Suzuki won the 2020 Tokyo Marathon, after forming an early group with Hiroki Nishida and Sho Watanabe, and then taking the lead 8 km into the race. His finishing time of 1:21:52 was a course record, and he won the race by eight minutes and eight seconds. After the race, Suzuki said he was disappointed that more top athletes, including Marcel Hug, were unable to race due to the COVID-19 pandemic. In December 2020, Suzuki was third in the Runner's World magazine World Para Male Athlete of the Year award, behind 2020 London Marathon winner Brent Lakatos, and David Weir, who came second at the 2020 London Marathon, and won the 400 metres event at the 2020 British Championships. Suzuki also won the Australia Day Oz Day 10K Wheelchair Road Race in 2018, 2019, and 2020.

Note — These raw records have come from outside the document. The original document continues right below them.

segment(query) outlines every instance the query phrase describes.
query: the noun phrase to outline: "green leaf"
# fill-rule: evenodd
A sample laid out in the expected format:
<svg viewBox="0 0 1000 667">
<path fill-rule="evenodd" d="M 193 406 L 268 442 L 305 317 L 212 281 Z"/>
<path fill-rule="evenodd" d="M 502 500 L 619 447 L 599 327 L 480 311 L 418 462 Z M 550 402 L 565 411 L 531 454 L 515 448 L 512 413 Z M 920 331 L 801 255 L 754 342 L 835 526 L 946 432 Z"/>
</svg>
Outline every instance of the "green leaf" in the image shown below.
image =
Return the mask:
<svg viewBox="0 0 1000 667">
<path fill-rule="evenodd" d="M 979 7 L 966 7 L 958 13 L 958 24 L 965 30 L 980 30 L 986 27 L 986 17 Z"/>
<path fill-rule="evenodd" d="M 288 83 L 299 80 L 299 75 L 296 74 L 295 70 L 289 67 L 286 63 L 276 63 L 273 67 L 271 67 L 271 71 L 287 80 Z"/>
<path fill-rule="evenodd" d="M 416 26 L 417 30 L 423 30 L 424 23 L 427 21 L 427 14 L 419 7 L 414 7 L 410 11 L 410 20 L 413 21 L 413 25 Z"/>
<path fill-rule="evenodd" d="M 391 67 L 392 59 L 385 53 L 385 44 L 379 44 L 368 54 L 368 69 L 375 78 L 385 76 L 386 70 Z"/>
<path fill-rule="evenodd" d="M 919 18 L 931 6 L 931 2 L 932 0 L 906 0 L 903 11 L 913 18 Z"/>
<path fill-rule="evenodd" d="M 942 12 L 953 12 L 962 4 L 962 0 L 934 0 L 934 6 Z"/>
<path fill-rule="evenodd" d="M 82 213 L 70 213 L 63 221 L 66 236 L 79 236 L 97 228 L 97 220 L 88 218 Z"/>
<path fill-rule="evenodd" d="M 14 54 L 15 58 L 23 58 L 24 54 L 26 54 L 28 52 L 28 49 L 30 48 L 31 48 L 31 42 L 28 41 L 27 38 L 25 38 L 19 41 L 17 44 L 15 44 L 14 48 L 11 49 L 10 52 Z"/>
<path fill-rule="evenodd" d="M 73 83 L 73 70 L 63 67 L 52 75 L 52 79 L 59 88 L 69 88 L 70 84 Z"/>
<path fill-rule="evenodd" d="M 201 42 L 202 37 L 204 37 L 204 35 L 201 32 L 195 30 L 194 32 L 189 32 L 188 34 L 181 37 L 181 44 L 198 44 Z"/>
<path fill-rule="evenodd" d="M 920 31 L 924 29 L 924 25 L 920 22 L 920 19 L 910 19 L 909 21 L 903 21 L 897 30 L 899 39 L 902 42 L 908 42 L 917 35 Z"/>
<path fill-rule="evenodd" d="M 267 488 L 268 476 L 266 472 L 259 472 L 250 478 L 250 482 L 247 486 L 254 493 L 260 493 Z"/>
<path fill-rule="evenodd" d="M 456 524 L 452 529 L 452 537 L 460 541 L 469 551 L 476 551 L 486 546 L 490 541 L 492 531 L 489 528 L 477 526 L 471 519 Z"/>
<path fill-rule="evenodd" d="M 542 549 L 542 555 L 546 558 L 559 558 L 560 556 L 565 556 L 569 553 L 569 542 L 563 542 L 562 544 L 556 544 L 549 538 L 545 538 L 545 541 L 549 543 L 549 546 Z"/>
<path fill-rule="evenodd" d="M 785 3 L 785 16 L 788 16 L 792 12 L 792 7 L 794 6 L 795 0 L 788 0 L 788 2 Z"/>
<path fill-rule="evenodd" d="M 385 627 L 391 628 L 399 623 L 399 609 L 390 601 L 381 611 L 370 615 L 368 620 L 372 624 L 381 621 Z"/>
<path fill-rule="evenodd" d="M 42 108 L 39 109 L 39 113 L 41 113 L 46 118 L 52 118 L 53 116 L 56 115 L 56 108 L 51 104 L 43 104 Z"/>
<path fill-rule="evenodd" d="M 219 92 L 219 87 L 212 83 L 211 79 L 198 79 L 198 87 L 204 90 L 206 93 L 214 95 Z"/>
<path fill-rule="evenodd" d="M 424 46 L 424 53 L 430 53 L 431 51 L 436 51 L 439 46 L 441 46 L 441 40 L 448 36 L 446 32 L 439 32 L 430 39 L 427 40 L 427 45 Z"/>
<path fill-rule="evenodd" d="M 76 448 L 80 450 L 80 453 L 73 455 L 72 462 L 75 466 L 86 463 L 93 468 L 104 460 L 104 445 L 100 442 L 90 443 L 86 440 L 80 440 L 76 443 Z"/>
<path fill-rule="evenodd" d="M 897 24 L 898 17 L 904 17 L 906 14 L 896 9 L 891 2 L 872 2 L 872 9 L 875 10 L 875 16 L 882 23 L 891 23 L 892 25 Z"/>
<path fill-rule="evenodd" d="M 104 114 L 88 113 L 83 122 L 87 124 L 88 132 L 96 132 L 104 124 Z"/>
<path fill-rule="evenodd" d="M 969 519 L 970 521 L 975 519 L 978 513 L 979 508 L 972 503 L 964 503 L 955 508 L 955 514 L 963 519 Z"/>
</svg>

At the 2020 Summer Paralympics, Suzuki came ninth in the final of the 1500 metres T54 event. He finished fourth in his heat of the 800 metres T54 event, and did not qualify for the final. He was part of the Japanese team that came second in their mixed 4 × 100 metres relay heat, and came third in the final. He came seventh in the marathon T54 race. Suzuki came second at the delayed 2021 Tokyo Marathon, and the 2023 Tokyo Marathon. He came third at the 2023 London Marathon.

Suzuki won the 2024 Tokyo Marathon by over five minutes. At the 2024 Summer Paralympics, he finished third in the marathon T54 event, a few seconds behind second place Jin Hua.